More and more I am convinced this scaling workshop is necessary for many people to apply Scrum well, in their business model.  They need to work through how to make it work in their context.  And many of the issues in ‘making it work’ have to do with ‘scaling’.

Of course, not every person, team or company has ‘scaling’ problems.  So, ‘scaling’ solutions do not need to be included with Scrum (for everyone).  Also scaling issues vary widely and differ from situation to situation, even in the same company.

I like to define scaling and the related words precisely.

Scaling as such, is limited to having 3 or more Scrum Teams working together on one Product.

‘Scaling’ does not include all the problems of implementing Scrum in the larger company (outside the Team).  Scaling is not ‘wider agile adoption’ (eg, within one company.  Scaling is not the problem of distributed teams (although often scaled teams include ‘distributed people.’  (I use other words for other problems that often come along with scaling or are included in ‘scaling’ by others.)

Scaling, as I define it, is a common problem. Often, as suggested, other issues occur; cultural change, agile transformation, distributed scrum, etc, etc.

In the Workshop, we gave the attendees a basic framework, and an approach to defining their scaling challenges.  We tried to focus on scaling proper (as defined above), but we also took questions and real issues with ‘scaling’ more broadly defined.

It was impressive how the problems differed, yet all were ‘scaling.’

To give them background, we discussed patterns in general, ScrumPLOP.org, classic Scrum scaling patterns, LeSS, and SAFe.

The key concept is: how do we try simple patterns that fit the specific needs of your situation?  Let’s see if we can make some progress today.

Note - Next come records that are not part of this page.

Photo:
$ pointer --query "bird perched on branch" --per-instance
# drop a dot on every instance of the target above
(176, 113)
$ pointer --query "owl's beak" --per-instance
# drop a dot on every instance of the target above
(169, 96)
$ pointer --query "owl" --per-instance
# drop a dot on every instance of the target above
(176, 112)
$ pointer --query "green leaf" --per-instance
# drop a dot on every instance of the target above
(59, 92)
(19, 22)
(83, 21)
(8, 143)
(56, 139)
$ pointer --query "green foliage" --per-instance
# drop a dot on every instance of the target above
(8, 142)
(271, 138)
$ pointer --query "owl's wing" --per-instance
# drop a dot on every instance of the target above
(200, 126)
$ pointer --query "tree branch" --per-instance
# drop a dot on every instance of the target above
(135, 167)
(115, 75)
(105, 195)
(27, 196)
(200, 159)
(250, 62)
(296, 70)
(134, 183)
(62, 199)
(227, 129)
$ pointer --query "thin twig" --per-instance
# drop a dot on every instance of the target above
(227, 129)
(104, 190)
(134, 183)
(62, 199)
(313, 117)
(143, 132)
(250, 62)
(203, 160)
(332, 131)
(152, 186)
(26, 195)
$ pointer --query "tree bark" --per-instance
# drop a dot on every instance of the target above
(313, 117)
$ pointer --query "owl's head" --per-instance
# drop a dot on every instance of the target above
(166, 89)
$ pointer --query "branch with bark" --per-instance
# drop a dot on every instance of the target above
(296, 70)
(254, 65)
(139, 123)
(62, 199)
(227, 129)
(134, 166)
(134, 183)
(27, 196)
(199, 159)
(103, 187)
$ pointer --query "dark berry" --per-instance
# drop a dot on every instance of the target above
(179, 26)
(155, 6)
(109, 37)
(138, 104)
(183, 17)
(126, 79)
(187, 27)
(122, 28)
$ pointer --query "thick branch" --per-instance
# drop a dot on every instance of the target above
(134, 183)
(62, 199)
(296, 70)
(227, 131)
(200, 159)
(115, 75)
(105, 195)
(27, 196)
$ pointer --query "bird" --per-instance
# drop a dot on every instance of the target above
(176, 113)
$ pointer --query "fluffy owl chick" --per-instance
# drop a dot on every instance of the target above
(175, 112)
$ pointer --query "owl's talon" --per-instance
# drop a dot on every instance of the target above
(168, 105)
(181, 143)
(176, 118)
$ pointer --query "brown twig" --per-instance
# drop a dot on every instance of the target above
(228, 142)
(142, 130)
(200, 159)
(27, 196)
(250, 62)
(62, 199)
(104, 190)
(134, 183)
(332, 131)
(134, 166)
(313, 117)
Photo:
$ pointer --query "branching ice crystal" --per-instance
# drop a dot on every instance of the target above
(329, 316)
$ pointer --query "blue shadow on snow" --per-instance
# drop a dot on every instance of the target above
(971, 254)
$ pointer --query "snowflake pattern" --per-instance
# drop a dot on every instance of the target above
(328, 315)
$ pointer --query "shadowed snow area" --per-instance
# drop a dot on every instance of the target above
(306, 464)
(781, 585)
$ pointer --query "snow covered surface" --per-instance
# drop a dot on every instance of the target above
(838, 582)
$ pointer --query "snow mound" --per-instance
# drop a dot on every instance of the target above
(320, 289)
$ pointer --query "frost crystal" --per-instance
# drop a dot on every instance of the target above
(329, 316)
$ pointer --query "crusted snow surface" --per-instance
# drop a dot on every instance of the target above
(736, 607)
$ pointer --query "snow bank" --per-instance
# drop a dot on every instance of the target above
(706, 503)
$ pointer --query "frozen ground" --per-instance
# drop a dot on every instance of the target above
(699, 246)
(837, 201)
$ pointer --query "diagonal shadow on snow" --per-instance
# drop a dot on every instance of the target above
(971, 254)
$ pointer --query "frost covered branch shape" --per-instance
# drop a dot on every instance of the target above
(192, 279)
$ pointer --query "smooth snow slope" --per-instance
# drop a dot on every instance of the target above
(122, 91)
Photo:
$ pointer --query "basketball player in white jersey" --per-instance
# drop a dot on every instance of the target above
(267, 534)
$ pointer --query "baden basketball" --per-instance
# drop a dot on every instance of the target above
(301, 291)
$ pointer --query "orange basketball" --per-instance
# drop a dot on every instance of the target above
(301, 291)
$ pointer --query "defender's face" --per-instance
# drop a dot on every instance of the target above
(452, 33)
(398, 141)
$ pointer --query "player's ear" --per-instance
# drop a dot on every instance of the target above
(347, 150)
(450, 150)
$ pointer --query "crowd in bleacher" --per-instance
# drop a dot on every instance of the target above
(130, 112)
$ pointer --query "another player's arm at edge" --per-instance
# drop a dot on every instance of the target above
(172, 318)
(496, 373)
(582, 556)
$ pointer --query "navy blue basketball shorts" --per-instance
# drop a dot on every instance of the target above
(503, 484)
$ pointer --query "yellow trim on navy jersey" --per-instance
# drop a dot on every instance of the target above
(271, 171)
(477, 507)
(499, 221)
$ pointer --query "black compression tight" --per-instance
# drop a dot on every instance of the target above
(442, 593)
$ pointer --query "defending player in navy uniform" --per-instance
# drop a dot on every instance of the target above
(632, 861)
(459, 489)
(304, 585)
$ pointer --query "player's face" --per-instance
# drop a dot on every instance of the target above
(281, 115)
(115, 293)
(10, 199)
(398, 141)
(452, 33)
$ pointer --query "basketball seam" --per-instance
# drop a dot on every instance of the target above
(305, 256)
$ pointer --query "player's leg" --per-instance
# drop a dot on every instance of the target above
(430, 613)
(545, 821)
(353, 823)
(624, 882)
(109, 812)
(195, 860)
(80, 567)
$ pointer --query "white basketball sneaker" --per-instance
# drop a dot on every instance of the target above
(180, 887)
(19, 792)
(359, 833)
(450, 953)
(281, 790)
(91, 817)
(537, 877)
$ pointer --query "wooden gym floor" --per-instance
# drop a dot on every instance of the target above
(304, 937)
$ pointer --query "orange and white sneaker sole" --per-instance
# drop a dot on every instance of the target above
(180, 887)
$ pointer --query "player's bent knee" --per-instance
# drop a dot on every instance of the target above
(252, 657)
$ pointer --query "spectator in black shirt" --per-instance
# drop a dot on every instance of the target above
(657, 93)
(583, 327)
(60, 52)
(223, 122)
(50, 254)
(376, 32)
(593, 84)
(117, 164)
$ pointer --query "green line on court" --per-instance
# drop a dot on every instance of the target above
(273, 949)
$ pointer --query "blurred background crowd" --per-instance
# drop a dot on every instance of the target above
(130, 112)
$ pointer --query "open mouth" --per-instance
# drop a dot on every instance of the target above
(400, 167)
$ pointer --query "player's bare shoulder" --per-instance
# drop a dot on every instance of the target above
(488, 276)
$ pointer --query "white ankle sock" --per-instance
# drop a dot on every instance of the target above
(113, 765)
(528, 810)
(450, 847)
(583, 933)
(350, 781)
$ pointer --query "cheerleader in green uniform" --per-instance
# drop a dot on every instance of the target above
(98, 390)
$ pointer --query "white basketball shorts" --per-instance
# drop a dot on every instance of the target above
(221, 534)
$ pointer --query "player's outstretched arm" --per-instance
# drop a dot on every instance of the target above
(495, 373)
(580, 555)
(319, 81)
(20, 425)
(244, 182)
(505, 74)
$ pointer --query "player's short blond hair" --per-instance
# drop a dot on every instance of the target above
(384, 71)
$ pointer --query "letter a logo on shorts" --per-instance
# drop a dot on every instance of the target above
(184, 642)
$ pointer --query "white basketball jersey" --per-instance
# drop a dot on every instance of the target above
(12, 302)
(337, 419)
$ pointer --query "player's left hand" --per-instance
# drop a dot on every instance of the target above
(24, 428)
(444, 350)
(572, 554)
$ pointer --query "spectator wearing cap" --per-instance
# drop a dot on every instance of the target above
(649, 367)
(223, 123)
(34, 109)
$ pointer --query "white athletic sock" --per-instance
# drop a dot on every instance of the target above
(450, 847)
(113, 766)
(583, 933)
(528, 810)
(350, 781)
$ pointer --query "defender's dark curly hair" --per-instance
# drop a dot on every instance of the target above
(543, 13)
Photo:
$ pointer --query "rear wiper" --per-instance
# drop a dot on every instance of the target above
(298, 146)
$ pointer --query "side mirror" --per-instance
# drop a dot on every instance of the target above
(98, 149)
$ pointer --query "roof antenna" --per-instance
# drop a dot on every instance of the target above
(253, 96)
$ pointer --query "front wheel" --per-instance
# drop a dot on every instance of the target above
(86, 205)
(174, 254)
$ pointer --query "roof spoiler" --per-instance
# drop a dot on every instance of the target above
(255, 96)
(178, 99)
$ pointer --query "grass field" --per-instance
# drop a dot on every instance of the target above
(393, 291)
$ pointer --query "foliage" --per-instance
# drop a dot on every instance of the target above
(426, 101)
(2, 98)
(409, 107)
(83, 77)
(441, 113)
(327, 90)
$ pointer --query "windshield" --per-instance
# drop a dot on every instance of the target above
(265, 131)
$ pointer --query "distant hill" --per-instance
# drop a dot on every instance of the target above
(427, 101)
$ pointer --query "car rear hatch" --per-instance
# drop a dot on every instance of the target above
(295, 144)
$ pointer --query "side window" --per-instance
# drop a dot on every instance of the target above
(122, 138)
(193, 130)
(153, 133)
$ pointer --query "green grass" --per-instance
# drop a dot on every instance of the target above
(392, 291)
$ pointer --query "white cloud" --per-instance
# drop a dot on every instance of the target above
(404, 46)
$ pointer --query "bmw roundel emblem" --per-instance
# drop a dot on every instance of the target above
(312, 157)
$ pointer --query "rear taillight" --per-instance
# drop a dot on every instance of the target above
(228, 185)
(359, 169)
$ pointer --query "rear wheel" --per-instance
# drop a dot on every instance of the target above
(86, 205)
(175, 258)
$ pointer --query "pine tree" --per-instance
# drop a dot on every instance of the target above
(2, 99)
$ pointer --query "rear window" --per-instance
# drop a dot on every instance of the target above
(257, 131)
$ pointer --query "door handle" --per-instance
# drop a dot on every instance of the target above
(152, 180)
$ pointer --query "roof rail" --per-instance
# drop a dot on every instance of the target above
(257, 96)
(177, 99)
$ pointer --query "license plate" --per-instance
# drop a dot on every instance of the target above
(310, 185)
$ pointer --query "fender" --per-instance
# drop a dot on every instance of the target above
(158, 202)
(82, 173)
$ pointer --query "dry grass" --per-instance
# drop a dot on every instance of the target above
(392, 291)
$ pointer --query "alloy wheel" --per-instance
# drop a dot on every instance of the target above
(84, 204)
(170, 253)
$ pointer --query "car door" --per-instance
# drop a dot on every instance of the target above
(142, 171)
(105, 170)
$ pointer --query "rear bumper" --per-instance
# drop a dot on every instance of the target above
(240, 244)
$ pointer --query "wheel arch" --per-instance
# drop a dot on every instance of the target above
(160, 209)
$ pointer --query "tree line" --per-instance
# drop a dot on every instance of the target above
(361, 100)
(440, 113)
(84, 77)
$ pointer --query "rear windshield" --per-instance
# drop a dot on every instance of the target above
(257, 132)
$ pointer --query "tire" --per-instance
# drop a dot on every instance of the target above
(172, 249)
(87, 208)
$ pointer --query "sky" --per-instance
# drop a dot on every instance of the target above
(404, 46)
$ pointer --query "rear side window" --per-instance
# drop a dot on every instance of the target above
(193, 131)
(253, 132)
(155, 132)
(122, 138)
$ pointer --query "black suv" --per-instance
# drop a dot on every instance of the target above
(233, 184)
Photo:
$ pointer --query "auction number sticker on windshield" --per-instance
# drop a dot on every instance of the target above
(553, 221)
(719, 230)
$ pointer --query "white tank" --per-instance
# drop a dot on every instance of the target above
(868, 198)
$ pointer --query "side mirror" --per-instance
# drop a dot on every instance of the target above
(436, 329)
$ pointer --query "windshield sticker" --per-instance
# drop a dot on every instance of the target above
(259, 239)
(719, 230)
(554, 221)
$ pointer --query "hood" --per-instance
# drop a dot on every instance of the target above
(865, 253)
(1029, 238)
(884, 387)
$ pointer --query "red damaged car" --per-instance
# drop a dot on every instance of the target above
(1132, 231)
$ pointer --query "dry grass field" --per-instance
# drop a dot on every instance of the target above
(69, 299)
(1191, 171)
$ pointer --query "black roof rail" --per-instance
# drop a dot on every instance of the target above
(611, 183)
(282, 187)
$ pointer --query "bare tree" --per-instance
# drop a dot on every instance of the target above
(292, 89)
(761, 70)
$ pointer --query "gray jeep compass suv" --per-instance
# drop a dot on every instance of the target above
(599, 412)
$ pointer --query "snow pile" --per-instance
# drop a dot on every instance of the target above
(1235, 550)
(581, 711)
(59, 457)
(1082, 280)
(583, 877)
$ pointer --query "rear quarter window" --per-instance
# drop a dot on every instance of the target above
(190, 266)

And let’s try not make things overly heavy or complex.

With a few key concepts, they could then easily design solutions to most of their pressing problems.  At least they did, together and with our help.

One last key concept.  The real energy is inside the Team.  All the bright people running the scaling stuff do not add any value directly; so far as  the customer can tell.  They may be necessary, but not essential.

So, divert some energy from the Team(s) to the ‘Scaling stuff’ only temporarily.  Remember to focus again on the Team(s).  The real power of scrum is in the Teams.  The real power that you have is in the Teams, not in the scaling structures.  Never forget that. (Yes, a few individual contributors or managers had some key ‘power’ with their good ideas, but I say again… the real power is in the Teams.)